Objectives: To characterize and quantitate optic nerve histopathologic and morphometric differences between optic nerve hypoplasia (ONH) as an early and congenital form of intrinsic axonal loss and Leber hereditary optic neuropathy (LHON) as a late and acquired form of intrinsic axonal loss.
Materials and methods: Optic nerves from 3 sources were examined: a 42-year-old healthy woman (control), a 53-year-old woman with ONH diagnosed postmortem, and a 74-year-old woman with LHON. The optic nerves were processed, embedded, and stained with a 1% solution of paraphenylene diamine. Histopathologic and morphometric analyses were performed via light microscopy and a semiautomatic computer image analysis system.

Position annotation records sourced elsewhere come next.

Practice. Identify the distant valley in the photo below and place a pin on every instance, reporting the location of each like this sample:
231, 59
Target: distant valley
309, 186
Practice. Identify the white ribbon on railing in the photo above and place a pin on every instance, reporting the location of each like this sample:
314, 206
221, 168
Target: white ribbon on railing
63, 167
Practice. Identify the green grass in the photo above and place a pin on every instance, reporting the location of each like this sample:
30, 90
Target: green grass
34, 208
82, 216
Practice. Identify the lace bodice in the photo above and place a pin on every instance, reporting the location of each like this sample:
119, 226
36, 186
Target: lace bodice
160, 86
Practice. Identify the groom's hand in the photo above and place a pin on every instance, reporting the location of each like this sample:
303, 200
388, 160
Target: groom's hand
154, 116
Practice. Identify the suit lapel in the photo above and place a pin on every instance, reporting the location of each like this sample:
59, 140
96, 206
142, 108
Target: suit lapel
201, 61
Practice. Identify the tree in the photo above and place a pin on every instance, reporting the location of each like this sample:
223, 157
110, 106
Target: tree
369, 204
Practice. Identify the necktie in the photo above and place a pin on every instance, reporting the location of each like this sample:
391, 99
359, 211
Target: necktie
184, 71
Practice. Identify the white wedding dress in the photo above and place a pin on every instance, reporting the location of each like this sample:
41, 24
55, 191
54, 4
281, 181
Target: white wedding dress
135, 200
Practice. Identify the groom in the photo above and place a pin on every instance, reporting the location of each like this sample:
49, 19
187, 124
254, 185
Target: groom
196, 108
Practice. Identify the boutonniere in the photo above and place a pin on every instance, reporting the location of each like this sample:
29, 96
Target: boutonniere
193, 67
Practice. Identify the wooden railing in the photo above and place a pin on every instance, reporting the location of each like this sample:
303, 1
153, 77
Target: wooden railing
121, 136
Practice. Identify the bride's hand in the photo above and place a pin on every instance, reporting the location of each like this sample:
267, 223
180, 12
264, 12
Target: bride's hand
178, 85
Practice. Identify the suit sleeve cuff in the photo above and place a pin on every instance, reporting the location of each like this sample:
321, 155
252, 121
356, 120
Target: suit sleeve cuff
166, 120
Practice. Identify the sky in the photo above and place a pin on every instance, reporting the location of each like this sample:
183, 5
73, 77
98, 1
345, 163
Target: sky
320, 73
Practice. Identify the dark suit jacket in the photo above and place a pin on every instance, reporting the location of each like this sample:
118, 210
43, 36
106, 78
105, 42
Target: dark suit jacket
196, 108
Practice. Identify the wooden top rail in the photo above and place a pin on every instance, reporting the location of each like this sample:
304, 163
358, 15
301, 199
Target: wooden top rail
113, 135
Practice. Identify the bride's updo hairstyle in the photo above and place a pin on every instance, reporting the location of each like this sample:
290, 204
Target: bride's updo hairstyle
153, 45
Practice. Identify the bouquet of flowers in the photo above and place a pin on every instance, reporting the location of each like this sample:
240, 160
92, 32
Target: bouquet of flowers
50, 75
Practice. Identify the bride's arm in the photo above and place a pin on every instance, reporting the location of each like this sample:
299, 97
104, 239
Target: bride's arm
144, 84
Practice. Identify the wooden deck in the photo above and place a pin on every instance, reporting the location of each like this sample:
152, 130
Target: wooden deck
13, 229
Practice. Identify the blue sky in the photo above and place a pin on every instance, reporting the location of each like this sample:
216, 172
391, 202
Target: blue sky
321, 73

Results: The ONH showed severe axonal depletion without degenerated profiles in an inferonasal sector, with only a small superotemporal sector having a near normal appearance. The LHON revealed general axonal depletion centrally, fibrocytic scarring, scattered "degeneration dust," and evidence of minimal inflammation, with residual axons limited to superior and temporal peripheral clusters. Morphometric analysis revealed total fiber populations of 98,000 in the ONH optic nerve and 48,000 in the LHON optic nerve, representing 90% and 95% reductions, respectively, compared with the control optic nerve (1.2 million fibers).
Conclusions: Optic nerve hypoplasia and LHON present 2 distinguishable and distinctive patterns of nerve fiber distribution and axonal dropout. The lack of degenerated axons in ONH indicates that any axonal death probably occurred through apoptosis during development. In LHON, degenerated axons and minimal grade of inflammation were obvious, implicating a more "active" pathologic process. This study describes distinctions between these 2 optic neuropathies.